引用文20080401

2頁 人間はその有する芸能ゆえに他のすべての動物のはるか上に位する。人間以外の動物は、ほとんど学んだり、考えたり、記憶したりする術をしらない。
 人間はこの世に生をうけるや、まず狩猟にしたがい、火の利用を知り、道具をつくり、これを用い、ついで織物を織り、野獣を飼いならし、田畑をたがやし、作った物を交換し、雨中万物を探検、研究することを考えだした。しかし、人間の最も偉大な芸能のひとつは言語の使用で、それが因となり、文字を生み、さらに今日人間生活に最も重要な役割を果たしつつある「印刷術」を生んだ。

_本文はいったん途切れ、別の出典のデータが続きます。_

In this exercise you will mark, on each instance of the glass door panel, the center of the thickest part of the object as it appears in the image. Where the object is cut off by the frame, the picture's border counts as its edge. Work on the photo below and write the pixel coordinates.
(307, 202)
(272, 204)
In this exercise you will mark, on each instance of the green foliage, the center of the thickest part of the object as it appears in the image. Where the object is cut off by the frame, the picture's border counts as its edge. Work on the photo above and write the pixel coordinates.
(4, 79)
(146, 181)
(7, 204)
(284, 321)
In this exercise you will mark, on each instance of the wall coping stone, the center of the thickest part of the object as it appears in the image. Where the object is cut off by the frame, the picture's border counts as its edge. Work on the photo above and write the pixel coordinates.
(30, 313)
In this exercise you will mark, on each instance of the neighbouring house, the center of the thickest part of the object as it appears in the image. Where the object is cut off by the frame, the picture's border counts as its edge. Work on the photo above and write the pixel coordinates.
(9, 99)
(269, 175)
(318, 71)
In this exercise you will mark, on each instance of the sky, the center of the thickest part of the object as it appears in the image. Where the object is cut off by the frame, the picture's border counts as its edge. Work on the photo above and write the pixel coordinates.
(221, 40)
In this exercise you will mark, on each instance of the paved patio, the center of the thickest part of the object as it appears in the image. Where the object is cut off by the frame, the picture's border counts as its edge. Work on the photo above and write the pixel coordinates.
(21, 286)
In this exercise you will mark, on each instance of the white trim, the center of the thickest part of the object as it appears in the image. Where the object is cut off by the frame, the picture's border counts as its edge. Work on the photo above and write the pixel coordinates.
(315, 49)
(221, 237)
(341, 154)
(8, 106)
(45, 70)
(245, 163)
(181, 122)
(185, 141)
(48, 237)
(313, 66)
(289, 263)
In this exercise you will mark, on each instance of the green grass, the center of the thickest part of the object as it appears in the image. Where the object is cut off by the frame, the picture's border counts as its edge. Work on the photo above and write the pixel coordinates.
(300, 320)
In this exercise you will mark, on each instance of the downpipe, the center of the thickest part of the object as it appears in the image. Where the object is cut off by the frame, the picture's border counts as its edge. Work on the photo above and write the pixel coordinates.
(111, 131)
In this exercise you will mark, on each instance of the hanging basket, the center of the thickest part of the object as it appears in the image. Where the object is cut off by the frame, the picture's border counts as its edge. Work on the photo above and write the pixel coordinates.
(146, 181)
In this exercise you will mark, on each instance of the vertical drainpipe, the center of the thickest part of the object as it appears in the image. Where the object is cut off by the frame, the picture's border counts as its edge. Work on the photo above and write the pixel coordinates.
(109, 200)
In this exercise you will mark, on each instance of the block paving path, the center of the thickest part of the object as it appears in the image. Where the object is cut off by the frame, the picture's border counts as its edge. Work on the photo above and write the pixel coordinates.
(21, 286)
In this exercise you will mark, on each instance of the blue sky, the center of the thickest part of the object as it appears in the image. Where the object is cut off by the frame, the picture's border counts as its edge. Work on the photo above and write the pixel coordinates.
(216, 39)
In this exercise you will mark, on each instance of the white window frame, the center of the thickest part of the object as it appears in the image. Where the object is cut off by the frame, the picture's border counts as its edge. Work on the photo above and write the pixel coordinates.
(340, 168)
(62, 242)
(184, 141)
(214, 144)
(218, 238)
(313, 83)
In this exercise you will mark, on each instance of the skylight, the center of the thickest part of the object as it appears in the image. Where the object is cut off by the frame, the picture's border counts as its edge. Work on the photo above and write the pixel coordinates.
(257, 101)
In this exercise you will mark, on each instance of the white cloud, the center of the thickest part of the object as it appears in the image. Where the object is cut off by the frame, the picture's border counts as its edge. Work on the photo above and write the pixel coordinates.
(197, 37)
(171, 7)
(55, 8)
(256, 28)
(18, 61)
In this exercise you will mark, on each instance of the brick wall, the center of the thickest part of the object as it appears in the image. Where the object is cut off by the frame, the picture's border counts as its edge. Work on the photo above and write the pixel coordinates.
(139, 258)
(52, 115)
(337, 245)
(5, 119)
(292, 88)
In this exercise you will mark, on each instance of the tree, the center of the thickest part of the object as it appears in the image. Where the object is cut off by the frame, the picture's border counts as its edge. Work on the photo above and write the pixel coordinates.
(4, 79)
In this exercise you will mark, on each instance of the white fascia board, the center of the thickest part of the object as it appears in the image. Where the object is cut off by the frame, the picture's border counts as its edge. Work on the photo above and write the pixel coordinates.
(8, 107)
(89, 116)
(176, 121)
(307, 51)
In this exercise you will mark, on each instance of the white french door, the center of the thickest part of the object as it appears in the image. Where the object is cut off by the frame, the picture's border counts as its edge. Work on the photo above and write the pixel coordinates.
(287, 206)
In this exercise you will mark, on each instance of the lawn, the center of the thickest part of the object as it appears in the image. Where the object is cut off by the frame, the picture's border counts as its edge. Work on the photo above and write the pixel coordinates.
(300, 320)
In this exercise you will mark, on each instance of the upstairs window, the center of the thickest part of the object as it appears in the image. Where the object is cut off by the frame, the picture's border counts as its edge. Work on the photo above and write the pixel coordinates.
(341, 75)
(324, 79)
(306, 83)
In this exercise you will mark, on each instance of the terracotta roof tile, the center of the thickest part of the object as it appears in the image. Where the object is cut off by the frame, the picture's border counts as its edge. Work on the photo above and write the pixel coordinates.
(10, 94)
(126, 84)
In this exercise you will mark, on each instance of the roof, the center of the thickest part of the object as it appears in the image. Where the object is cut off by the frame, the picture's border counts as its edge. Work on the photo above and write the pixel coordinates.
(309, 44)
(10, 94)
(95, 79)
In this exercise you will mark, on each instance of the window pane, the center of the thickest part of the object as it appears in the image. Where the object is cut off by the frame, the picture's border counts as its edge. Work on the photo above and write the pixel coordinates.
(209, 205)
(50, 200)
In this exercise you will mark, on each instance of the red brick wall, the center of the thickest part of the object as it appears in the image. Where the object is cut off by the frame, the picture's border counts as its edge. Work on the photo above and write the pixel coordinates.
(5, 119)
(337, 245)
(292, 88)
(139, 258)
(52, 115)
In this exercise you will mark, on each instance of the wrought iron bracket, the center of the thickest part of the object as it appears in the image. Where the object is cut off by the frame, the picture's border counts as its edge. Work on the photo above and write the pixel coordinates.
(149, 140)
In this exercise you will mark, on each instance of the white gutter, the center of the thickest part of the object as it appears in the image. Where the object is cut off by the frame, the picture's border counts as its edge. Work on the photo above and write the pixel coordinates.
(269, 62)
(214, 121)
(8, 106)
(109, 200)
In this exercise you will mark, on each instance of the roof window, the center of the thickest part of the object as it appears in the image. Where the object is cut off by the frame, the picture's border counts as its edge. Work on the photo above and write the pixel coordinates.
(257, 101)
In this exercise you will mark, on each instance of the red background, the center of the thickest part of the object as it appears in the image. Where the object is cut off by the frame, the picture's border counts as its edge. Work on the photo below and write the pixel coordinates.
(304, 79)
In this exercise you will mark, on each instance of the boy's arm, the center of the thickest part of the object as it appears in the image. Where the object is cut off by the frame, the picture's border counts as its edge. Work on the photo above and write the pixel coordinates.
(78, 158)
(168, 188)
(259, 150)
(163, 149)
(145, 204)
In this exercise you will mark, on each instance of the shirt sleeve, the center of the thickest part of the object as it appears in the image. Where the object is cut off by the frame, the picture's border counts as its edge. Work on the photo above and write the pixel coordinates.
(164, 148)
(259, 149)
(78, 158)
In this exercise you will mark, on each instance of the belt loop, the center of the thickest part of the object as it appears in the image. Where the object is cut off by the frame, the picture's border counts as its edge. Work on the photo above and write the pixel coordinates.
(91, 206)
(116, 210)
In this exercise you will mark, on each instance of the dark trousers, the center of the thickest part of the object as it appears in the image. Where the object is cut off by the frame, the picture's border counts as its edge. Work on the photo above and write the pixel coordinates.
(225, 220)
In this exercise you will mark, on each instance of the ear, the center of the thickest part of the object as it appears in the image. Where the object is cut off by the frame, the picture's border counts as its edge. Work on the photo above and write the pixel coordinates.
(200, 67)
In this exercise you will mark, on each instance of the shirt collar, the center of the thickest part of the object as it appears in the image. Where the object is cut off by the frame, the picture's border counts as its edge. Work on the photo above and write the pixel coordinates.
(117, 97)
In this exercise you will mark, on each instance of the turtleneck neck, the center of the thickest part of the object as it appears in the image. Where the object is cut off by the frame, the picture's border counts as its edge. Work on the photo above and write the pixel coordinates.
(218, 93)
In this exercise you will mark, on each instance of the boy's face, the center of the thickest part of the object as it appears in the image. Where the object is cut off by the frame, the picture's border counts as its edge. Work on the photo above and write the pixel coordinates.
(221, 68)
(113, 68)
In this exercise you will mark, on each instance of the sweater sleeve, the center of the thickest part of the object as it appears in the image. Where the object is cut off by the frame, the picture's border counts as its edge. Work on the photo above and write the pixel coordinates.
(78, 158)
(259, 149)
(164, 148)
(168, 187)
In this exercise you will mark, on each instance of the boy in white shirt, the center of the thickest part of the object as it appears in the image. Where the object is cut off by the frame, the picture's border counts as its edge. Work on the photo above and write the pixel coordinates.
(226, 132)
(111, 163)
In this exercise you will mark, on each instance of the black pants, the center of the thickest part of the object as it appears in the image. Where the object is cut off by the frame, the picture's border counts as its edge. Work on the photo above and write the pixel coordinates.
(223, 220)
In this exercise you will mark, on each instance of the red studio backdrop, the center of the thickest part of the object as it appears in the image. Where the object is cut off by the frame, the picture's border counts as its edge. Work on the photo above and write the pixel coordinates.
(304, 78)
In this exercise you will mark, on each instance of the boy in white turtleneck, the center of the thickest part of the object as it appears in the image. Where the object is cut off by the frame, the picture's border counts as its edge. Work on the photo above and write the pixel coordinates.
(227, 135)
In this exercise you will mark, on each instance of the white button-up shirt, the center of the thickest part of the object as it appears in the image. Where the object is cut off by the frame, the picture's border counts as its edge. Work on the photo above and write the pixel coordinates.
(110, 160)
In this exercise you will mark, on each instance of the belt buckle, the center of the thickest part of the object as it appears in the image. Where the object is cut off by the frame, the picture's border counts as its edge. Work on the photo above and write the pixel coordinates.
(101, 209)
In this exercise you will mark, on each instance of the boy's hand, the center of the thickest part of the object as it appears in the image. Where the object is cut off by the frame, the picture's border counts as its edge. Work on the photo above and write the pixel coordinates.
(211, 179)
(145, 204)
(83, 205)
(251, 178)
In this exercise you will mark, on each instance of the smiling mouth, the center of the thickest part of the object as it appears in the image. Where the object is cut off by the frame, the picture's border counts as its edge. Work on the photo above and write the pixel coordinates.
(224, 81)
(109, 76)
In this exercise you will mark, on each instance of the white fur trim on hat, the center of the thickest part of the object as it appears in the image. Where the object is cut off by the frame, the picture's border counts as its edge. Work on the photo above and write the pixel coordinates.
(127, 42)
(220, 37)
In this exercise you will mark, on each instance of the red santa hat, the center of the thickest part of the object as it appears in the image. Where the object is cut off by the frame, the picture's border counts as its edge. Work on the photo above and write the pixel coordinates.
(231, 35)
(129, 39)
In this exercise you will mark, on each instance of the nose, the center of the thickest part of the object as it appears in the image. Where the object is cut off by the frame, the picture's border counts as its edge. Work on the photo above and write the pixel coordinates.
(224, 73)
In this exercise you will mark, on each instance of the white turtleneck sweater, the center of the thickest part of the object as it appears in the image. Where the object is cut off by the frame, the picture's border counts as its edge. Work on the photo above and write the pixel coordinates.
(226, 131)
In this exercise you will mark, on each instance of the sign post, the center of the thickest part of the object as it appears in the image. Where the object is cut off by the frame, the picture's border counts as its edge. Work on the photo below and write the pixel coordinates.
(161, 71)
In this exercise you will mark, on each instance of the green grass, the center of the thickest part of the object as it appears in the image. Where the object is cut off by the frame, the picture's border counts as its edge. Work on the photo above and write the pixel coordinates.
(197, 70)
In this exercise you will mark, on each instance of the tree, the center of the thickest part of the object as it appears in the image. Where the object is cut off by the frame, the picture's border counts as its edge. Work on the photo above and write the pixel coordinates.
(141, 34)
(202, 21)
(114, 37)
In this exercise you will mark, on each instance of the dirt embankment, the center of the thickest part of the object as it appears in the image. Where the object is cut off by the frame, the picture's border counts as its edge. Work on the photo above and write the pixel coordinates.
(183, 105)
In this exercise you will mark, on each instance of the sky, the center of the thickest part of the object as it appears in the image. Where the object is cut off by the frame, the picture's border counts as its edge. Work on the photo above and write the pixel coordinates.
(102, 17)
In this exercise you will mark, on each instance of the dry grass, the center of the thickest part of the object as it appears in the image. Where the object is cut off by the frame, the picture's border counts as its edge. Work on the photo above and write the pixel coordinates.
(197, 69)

 はじめ、人間は「話すこと」を知った。それから言葉を文字に表わす方法を考えた。人間がどうして言語を話すようになったかは、なにも分かっていない。ただ、西国の聖典によれば「全治(世界)は同じ発音、同じ言葉であった」(創世記第11章1節)。それが多くの言葉に分かれたのは、人間がバベルの塔を築き、その頂点を天に届かせようとしてからだという。その真偽はともかく、我々は昔の古いいろいろなものをとおして、いくつかの民族が、どうして文字を書くようになったか、おぼろげながら推測できる。人間が自分の意志を伝え、記録を残すために最初に用いた方法は、岩や石や獣骨や貝や木の幹や板など、天然のなめらかな物の表面に、絵を彫ったり描いたりすることだった。アルタミラやドルドーニュなど、スペイン、フランスのある地方から、先史時代の洞窟壁画が発見された。これらのものは絵の祖先であるばかりでなく、文字の起源であり、また書物の源流であるともいえよう。